Global stability for dynamical systems in $R^n$ Suppose we have a smooth dynamical system on $R^n$ (defined by a system of ODEs).
Assume that:
(1) The system has an absorbing ball, that is every trajectory eventually enters this ball
and stays in it. 
(2) The system has a unique stationary point, and this stationary point is locally
asymptotically stable.
(2) The system has no period orbits.
Can we conclude that the stationary point is in fact globally stable?
 A: As the questioner notes in a comment, the answer is Yes for n<3. 
One way to create counterexamples for larger n is to use the work on the Seifert Conjecture.

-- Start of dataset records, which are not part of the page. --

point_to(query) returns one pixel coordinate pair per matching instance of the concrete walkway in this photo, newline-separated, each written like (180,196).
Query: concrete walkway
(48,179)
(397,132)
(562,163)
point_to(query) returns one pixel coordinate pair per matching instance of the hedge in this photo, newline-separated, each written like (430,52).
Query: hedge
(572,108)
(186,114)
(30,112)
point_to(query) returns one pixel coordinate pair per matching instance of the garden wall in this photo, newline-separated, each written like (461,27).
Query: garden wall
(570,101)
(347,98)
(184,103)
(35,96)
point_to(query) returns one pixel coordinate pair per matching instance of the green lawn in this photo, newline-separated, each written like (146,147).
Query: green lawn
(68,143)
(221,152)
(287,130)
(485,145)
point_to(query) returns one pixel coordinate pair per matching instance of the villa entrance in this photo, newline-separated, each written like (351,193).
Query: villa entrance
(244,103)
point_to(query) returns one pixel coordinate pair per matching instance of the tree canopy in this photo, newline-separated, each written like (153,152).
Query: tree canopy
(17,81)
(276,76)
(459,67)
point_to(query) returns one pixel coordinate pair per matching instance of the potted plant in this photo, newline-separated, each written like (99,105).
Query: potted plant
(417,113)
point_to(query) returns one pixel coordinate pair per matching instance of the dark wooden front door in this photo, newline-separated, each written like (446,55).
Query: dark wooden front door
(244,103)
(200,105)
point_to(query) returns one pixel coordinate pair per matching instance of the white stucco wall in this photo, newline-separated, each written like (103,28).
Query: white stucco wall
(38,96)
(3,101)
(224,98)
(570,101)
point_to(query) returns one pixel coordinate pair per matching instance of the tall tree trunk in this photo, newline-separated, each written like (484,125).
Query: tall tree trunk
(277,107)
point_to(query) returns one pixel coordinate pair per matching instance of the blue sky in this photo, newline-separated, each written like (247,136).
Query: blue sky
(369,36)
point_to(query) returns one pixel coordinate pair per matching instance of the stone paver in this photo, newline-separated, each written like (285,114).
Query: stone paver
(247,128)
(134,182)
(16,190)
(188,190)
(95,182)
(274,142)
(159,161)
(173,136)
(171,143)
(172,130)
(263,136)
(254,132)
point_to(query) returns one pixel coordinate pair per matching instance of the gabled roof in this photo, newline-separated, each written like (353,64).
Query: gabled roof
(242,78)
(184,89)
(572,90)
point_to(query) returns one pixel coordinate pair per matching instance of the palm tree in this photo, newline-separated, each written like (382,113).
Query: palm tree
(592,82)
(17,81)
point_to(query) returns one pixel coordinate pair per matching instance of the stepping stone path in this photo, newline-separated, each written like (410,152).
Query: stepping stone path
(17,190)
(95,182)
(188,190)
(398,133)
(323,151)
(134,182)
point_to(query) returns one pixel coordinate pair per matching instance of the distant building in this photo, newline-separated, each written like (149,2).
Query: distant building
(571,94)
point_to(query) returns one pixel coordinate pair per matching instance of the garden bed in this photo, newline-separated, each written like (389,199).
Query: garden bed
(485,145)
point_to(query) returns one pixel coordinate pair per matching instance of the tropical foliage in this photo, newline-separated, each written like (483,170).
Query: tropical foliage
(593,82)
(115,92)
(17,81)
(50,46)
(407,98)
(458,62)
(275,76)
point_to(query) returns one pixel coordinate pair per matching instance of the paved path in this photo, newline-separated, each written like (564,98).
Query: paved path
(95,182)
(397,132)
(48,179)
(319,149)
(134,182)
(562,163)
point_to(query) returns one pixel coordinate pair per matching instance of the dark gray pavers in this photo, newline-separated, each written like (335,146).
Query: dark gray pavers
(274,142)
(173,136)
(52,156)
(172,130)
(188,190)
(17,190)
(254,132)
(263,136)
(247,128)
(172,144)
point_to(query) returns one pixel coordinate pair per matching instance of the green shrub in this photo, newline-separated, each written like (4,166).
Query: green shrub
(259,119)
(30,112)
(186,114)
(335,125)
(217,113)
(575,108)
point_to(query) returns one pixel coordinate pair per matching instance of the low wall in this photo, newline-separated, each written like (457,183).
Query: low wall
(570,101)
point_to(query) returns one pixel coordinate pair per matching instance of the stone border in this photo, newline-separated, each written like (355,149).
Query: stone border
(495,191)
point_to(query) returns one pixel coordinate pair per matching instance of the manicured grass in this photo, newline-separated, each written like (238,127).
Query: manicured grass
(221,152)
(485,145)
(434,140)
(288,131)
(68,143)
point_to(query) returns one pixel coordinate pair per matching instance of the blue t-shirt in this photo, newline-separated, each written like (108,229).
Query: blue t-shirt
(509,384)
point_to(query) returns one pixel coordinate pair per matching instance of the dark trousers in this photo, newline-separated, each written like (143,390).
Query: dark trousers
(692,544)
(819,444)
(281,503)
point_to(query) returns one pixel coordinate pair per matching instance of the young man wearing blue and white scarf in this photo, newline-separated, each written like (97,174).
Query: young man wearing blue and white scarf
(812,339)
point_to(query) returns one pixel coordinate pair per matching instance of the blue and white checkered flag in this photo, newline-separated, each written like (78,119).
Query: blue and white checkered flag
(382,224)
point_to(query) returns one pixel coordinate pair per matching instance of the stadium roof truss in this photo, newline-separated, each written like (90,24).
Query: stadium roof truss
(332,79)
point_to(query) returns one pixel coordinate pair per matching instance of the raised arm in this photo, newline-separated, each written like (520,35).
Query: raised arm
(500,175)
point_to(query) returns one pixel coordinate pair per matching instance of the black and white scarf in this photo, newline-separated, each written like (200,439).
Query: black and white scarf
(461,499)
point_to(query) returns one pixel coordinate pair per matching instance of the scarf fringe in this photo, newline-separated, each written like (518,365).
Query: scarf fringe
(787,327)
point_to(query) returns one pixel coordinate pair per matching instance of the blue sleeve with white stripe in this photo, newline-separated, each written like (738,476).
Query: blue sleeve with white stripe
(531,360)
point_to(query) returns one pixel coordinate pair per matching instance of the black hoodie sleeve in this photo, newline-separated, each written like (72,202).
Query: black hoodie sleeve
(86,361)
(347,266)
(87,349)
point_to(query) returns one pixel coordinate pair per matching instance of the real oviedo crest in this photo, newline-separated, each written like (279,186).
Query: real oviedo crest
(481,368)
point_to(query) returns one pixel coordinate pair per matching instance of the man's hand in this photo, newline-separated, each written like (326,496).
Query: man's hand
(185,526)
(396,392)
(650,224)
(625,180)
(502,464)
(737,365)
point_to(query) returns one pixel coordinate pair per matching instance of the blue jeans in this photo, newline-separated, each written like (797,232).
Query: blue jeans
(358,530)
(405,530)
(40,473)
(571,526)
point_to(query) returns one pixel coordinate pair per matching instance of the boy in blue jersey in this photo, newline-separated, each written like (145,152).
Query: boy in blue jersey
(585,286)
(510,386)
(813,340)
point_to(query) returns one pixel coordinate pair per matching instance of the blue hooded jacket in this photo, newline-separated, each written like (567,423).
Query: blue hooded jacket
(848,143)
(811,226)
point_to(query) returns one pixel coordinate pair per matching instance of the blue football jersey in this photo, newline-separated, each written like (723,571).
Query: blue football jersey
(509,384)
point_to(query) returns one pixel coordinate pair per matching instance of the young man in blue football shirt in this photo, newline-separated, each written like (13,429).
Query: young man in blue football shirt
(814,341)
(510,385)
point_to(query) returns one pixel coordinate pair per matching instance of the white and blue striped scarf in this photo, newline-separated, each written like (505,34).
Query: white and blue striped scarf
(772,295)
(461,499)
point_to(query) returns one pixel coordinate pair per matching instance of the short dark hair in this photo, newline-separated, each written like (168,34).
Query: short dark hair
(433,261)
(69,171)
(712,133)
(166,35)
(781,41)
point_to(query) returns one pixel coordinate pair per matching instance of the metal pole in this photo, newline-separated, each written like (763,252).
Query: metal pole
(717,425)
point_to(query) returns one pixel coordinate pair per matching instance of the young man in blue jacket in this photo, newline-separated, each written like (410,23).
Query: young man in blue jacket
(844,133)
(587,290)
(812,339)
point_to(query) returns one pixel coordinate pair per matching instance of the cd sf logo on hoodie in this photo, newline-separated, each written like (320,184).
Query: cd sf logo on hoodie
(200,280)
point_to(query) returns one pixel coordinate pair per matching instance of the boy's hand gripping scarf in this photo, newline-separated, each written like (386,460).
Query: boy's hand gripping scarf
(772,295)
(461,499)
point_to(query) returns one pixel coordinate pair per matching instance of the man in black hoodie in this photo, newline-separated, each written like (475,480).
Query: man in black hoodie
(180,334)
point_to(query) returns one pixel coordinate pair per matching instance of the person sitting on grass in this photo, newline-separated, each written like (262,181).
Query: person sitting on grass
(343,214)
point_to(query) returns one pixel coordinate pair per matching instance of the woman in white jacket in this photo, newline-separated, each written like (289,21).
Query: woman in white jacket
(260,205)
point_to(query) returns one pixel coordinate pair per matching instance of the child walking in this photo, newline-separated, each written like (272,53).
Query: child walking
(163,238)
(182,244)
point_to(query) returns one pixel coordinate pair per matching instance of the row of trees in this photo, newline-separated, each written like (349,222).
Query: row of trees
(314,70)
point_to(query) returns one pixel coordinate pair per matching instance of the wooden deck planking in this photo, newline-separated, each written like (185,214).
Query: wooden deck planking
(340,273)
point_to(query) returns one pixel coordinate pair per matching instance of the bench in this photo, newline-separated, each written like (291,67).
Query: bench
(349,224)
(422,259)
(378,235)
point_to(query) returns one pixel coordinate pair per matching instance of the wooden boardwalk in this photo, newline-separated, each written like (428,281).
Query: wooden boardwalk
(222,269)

Start with a vector field pointing inward to the origin, and replace a little piece of it with an "aperiodic plug." This "plug" looks from the outside like a constant flow, has no periodic orbits in the interior, but there is at least one orbit that goes in and never comes out.
For details on various plug constructions, this note from the Geometry Center is very readable and also has references to the original papers of Wilson and Kuperberg. 
A: No. You could have in the ball a compact attractor K containing no periodic orbits. In fact there are attractors on which the dynamic is minimal (all trajectories are dense in K) and conjuguated to 
(the suspension of) an adding machine. 
Examples of such attractors even appear in the unidimensional setting, for unimodal maps. I think that Bruin, Keller, Liverani (1997, erg. th. dyn. sys.) give such an example. Adding a attracting fixed point to these examples is not difficult.